In fact, when asked to recount his exact whereabouts during the
evening of his wife Rosemary Rosewater's death, the one night when he could
have been of some use, Mangas Mesa's unsolicited chaperone, the Ex
Lute Col, paints a rather desperate picture of himself. It is that
of a man hiding out and plotting strategy, in disharmony and
seclusion from a world gone wrong, behind a faux rock wall in the
cold stone basement of the house he and his dying at that moment
wife had built together.
Or more accurately, had paid B.O.N.E Construction Company a pretty
penny to build for them.
And it is said Mr. B.O.N.E. earned his money on that house bid, what
with the Proud/Rosewaters constantly chittering around the job site,
making after the fact architectural corrections, some of which
directly contradicted each other not to mention the original
drawings, and making demands of alteration so impossible that
carpenters and masons alike often found themselves stalking into the
woods to regain their composure. A good number of artisans had
simply left the jobsite never to return. A couple had even moved out
of the area.
The only reason this is noteworthy to this account, other than as
testimony towards the character of the eventual homeowners, is that
one such last minute afterthought of design involved the hollowing
out, shoring up, rewiring, and stoning in of what should have been a
crawl space in the back of the basement. For it was in this hidden
chamber that Sherman had fabricated his secret war room. He had
spent most of his free time since his helicopter accident bringing
the room up to spec.
Although what spec would have been for such a project would have
been hard to determine. Along with a knife and gun collection that
could only be called impressive, the bunker housed computers, Hamm
radios, short-wave scanners, infrared monitors attached to rooftop
cameras, and a library of war books, charts, pamphlets and journals.

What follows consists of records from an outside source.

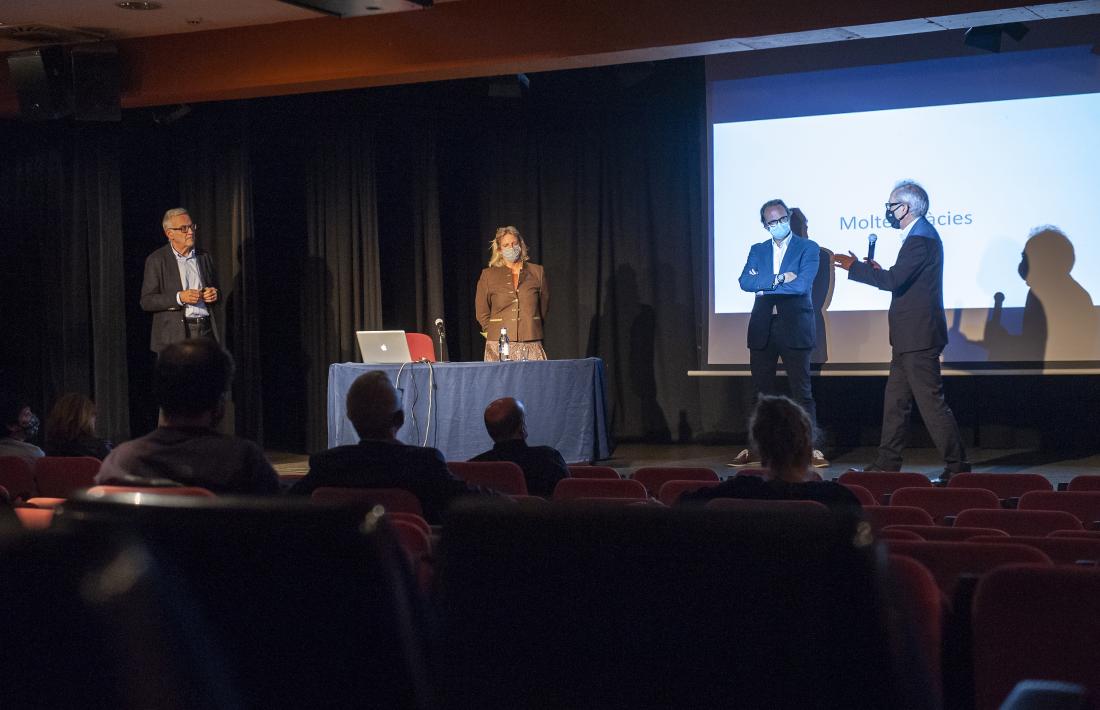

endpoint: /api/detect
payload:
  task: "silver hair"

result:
[161,207,190,229]
[890,179,928,217]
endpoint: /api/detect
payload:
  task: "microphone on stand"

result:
[436,318,447,362]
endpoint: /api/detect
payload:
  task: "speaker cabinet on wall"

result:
[8,46,73,120]
[69,44,122,121]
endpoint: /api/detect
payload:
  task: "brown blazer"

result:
[474,262,550,341]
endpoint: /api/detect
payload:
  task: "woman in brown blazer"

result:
[474,227,550,361]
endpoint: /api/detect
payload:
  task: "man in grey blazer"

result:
[141,207,219,353]
[833,181,970,482]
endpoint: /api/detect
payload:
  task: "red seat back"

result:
[971,535,1100,566]
[310,485,424,517]
[890,488,1001,525]
[706,498,828,515]
[840,483,879,505]
[1020,491,1100,527]
[882,525,1009,543]
[657,481,718,505]
[955,510,1081,535]
[890,539,1053,599]
[864,505,935,533]
[88,485,217,498]
[447,461,528,495]
[837,471,932,503]
[0,456,37,501]
[1066,473,1100,492]
[947,473,1054,499]
[569,463,623,480]
[34,456,101,498]
[405,332,436,362]
[971,567,1100,710]
[552,474,647,501]
[890,555,944,685]
[630,466,718,498]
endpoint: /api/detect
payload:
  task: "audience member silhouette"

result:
[96,338,278,493]
[470,397,569,498]
[289,370,485,523]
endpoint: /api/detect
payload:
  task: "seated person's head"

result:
[153,338,233,426]
[348,370,405,439]
[485,397,527,444]
[46,392,96,441]
[749,396,814,481]
[0,392,39,441]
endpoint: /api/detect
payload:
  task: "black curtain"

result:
[0,123,130,440]
[300,117,382,451]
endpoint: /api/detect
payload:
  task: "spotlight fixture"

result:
[963,22,1027,54]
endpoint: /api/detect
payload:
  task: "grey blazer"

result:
[141,244,220,352]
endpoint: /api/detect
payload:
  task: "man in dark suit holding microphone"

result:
[833,181,970,482]
[141,207,219,353]
[730,199,828,467]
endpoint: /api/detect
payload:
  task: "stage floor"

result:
[267,444,1100,488]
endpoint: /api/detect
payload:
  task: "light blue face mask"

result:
[768,222,791,239]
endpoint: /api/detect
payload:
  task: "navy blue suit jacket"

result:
[848,217,947,353]
[738,233,821,350]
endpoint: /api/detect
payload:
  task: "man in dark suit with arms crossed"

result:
[730,199,828,467]
[141,207,218,353]
[833,181,970,481]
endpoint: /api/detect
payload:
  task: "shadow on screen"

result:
[947,226,1098,362]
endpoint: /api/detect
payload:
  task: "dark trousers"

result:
[749,316,817,437]
[876,348,970,473]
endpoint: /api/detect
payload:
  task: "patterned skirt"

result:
[485,340,548,362]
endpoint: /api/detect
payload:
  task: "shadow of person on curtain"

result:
[301,256,338,451]
[791,207,836,364]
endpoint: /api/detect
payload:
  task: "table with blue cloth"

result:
[328,358,612,463]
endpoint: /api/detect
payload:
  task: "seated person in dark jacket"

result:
[289,370,484,523]
[96,338,278,493]
[43,392,111,461]
[470,397,569,498]
[680,396,864,526]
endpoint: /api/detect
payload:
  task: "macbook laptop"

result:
[355,330,411,363]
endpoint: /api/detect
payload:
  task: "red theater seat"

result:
[890,488,1001,525]
[947,473,1054,500]
[34,456,101,498]
[890,539,1053,599]
[447,461,528,495]
[0,456,37,501]
[552,473,648,501]
[837,471,932,504]
[864,505,936,533]
[1066,473,1100,493]
[309,485,424,517]
[971,535,1100,566]
[882,525,1009,543]
[1020,491,1100,529]
[569,463,623,480]
[971,567,1100,710]
[955,509,1081,535]
[630,466,718,498]
[657,481,718,505]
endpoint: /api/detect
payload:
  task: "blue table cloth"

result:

Maps adorned the walls; maps, which a casual observer might
mistakenly assume, depicted the tricky topography of ancient
battlefields or the puzzling logistics of tunnel systems beneath
East-Asian jungles. Close inspection of the cartography however
revealed something perhaps more disconcerting in that most of the
maps featured Mangas Mesa or the mountainous regions immediately
surrounding Telluride.
The displayed maps were peppered with pushpins that seemed in no
apparent pattern unless one was informed that they symbolized
significant personal occurrences during Sherman's stay in the area.
Clusters of black tacks, for example, represented sites of prior
confrontations with neighbors or townsfolk whereas red pushpins or,
"hot zones" in Sherman speak, indicated points of some
anticipated conflict. Pins with white nubbins connected by string
zigzagged along many of the maps loosely following contour lines and
marked hiking and X-Country ski trails. Blue pins with small dangles
of black ribbon noted those cabins equipped with telephones or
computer lines
The presence of a large American flag and life-size glossy
photograph of General Douglas Macarthur screaming orders in a
rainstorm added a fanatical feel to this already rather sinister
room and made it easy for one to forget that the only war Sherman
had participated in during the twenty years since he had been
airlifted to safety out of Phnom Phen (all beshit and quaking with
fear) was with himself, his neighbors, their animals, and the
liberal establishment that seemed to govern the area where he had,
for reasons few understood, chosen to make his home.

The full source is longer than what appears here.